PCAOB Proposes Two Auditing Standards
The Public Company Accounting Oversight Board has proposed a standard that would establish general requirements mandating that auditors should prepare and retain documents in connection with any public company audit. The Sarbanes-Oxley Act requires that registered public accounting firms must prepare and maintain, for at least seven years, audit documentation “in sufficient detail to support the conclusions reached” in the auditor’s report.
The proposed standard, as well as amendments to an interim accounting standard, would apply to engagements completed on or after June 15, 2004. The Board is accepting comments for 60 days.
The PCAOB also voted unanimously to propose an auditing standard that would require registered public accounting firms to expressly state, in each public company audit report, that the audit was conducted in accordance with the standards of the PCAOB. This standard would apply to auditors’ reports dated on or after the later of January 1, 2004, or the 10th day after final approval of this auditing standard. The comment period for this proposal is 21 days.
KPMG Exits Legal Business
The Sarbanes-Oxley Act is having a profound impact on how law firms operate.
Managing partners at KPMG say the firm will stop providing full-scope legal services, and that its associated legal network — KLegal International — will be discontinued. The Sarbanes-Oxley Act restricts the scope of non-audit services to audit clients, particularly legal services, KPMG acknowledged.
Member firms of the KLegal International network are mulling the formation of a new legal grouping that will be completely independent of KPMG and that will work with KPMG member firms, when appropriate, on a non-exclusive basis. The KLegal brand will be discontinued.
Despite the disintegration, KPMG member firms will continue to employ lawyers in parts of their practices, particularly in support of forensic and tax services. “KPMG’s clear strategy going forward is that its member firms will be multi-disciplinary and provide audit, tax and advisory services, with global consistency in terms of quality and delivery,” said Mike Rake, chairman of KPMG International.
Calpine Restates Results
Power producer Calpine Corp. restated earnings downward by nearly $16 million for the nine months ended September 30, 2002, to reflect changes in the treatment of some financing transactions and the adoption of new accounting standards.

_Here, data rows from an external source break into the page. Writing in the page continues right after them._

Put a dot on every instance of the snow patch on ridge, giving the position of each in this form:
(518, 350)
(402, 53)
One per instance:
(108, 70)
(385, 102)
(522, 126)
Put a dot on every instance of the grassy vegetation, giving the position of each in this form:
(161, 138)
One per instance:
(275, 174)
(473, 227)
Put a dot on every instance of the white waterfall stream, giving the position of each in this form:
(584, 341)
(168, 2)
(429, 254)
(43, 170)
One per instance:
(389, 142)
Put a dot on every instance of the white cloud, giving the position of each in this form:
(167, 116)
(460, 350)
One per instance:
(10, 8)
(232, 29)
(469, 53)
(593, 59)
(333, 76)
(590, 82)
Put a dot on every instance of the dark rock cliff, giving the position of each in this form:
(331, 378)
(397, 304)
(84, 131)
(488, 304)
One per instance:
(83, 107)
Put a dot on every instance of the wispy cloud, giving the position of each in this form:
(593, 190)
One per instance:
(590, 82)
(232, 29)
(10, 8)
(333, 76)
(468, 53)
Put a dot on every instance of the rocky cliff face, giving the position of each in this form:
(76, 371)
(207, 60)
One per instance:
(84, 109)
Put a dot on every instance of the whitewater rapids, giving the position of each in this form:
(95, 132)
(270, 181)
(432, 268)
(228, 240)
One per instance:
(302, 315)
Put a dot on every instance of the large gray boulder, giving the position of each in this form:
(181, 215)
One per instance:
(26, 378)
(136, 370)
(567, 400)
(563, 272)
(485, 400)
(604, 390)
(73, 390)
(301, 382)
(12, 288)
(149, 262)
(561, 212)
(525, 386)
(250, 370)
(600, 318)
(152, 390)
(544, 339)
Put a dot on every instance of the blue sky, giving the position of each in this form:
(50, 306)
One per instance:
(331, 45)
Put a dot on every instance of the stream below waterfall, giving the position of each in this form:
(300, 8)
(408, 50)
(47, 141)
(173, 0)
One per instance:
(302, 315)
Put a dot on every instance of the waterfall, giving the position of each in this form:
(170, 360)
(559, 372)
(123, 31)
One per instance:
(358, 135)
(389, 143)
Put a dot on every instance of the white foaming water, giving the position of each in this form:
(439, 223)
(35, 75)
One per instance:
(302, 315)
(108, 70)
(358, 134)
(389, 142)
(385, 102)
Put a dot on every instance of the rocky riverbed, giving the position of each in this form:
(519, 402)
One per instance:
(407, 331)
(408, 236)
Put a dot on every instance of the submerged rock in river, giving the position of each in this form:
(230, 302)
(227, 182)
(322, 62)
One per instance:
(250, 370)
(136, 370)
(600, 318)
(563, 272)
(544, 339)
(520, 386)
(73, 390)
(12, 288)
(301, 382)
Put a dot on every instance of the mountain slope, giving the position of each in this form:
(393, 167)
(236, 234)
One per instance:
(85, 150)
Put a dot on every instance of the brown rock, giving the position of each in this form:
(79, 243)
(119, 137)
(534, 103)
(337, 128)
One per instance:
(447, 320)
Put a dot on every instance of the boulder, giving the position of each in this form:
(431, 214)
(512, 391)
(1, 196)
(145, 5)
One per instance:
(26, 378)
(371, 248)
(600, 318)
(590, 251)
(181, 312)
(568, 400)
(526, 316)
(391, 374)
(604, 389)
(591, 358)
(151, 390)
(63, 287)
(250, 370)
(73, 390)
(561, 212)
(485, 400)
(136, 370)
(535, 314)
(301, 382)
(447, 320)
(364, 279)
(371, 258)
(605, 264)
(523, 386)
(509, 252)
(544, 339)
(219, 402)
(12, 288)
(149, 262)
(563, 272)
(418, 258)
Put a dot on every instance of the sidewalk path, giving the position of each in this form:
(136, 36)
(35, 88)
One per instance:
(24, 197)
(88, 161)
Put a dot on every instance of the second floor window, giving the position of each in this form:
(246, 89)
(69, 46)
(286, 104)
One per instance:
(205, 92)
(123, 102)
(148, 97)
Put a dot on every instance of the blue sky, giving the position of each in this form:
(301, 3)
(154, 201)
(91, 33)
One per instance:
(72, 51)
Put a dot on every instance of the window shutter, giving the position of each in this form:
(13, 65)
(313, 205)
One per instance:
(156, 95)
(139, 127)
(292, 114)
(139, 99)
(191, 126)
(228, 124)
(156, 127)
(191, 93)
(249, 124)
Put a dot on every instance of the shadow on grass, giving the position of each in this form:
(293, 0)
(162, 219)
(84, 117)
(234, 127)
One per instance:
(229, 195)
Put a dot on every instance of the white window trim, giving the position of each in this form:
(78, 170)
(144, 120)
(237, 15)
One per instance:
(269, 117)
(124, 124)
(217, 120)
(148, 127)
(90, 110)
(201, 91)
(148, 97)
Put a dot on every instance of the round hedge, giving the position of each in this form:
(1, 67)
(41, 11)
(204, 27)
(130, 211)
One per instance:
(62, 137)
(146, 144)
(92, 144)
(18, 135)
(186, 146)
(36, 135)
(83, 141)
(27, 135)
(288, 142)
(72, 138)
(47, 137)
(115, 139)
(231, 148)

Total revenues for the period were cut to $5.56 billion from a previously reported $5.59 billion.
According to company officials, restatement partly reflects a change in the accounting for sale/leaseback transactions related to two power facilities, Pasadena and Broad River. Reportedly, the transactions were treated as sales with operating leases. Proceeds from the sales have been reclassified as debt, and the operating lease payments recharacterized as debt service payments.
Good Day in Court for Tyco’s Former CFO
Wednesday was a good day for former Tyco International finance chief Mark Swartz, who is currently on trial for embezzlement.

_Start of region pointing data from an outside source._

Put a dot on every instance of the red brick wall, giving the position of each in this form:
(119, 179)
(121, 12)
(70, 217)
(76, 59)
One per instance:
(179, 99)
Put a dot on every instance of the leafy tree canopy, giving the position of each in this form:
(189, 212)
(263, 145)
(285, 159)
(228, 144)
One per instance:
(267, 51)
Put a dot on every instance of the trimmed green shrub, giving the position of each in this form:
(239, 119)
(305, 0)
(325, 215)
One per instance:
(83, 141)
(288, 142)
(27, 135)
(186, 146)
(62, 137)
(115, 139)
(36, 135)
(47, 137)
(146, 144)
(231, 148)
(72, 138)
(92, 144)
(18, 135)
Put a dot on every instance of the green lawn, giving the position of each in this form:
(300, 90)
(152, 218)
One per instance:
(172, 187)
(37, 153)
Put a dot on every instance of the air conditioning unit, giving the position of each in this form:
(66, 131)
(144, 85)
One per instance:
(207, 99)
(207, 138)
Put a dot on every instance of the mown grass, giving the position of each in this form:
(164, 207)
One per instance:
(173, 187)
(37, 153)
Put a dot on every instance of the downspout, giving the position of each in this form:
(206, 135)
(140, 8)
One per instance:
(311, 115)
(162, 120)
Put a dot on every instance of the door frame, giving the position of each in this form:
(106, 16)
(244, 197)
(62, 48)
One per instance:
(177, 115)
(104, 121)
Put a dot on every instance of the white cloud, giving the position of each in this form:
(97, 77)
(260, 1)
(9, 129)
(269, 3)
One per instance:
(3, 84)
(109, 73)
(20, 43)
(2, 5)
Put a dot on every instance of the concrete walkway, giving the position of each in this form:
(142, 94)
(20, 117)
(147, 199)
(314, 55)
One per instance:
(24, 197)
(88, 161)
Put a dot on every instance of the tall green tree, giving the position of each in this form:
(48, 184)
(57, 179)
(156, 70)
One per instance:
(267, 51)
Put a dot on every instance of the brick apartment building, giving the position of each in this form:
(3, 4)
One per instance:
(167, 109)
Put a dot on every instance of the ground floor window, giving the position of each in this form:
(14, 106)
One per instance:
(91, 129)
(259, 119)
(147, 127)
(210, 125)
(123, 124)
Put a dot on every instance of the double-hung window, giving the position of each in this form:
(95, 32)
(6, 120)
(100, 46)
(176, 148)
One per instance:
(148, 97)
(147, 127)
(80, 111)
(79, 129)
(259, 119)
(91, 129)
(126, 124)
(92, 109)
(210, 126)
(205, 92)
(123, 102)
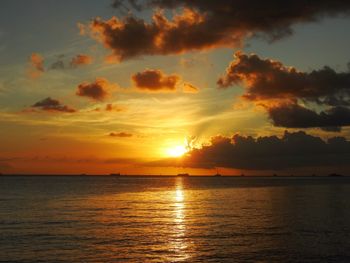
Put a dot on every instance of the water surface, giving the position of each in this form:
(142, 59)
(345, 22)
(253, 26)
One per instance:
(172, 219)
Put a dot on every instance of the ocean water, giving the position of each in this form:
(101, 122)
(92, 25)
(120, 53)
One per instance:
(172, 219)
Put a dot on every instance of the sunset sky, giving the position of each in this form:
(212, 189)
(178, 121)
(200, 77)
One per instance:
(166, 87)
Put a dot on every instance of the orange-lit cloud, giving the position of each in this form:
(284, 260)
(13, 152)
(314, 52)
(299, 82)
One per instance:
(205, 24)
(120, 134)
(266, 153)
(155, 80)
(110, 107)
(279, 89)
(37, 65)
(189, 88)
(52, 105)
(98, 90)
(80, 60)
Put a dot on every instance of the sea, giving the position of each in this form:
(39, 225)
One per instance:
(174, 219)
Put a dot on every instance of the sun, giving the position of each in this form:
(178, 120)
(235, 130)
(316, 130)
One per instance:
(176, 151)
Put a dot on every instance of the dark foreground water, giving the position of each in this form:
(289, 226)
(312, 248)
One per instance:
(106, 219)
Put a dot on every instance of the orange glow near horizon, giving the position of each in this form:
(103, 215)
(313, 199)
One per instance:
(176, 151)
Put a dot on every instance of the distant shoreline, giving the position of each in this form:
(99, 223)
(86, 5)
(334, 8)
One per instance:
(138, 175)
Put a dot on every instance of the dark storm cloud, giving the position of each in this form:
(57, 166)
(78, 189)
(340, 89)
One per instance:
(280, 89)
(267, 153)
(52, 105)
(155, 80)
(296, 116)
(206, 24)
(76, 61)
(98, 90)
(270, 79)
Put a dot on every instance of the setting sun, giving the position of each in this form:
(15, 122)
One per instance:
(176, 151)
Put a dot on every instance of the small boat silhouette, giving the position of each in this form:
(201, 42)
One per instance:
(335, 175)
(183, 175)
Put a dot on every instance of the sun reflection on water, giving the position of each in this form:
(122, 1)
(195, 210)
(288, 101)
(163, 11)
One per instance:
(178, 242)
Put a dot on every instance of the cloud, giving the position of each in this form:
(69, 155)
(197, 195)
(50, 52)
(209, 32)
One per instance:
(58, 65)
(296, 116)
(189, 88)
(110, 107)
(155, 80)
(192, 29)
(80, 60)
(52, 105)
(37, 65)
(98, 90)
(292, 150)
(269, 79)
(280, 90)
(120, 134)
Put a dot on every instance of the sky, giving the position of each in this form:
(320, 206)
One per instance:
(167, 87)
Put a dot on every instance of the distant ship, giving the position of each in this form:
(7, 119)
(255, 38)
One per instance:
(335, 175)
(217, 173)
(183, 175)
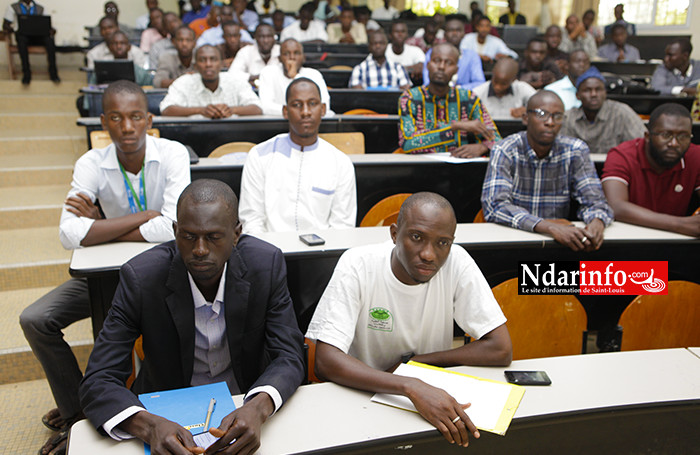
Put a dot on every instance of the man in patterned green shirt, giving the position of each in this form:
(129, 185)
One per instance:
(440, 118)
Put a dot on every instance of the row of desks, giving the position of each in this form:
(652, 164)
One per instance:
(496, 249)
(614, 403)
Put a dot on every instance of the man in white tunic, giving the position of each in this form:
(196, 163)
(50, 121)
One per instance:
(296, 181)
(389, 303)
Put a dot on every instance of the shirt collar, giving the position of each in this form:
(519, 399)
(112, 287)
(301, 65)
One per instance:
(198, 298)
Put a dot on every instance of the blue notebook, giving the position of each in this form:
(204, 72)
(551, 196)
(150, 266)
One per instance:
(189, 406)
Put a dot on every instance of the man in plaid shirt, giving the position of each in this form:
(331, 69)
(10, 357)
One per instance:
(533, 174)
(440, 118)
(376, 71)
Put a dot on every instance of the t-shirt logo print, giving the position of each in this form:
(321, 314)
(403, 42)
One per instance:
(381, 319)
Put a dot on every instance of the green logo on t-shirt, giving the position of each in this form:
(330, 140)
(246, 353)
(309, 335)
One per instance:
(380, 319)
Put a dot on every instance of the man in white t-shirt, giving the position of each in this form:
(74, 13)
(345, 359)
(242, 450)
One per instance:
(297, 181)
(390, 303)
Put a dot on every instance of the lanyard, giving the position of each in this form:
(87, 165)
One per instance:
(130, 193)
(32, 9)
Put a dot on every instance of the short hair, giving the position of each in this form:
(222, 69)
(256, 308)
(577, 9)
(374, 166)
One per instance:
(119, 87)
(535, 39)
(669, 109)
(298, 81)
(421, 199)
(208, 46)
(206, 191)
(684, 43)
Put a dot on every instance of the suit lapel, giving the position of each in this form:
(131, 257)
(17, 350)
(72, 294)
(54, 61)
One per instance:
(236, 308)
(181, 307)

Sheila Rex, a prosecution witness and accountant for Tyco, said during her second day of cross-examination that Swartz regularly repaid millions of dollars in company loans and interest every year. As a result, he owed nothing under a loan program that is at the center of his trial.
Rex testified that Swartz regularly paid down his account — which once climbed to $6.5 million — at the end of each business year.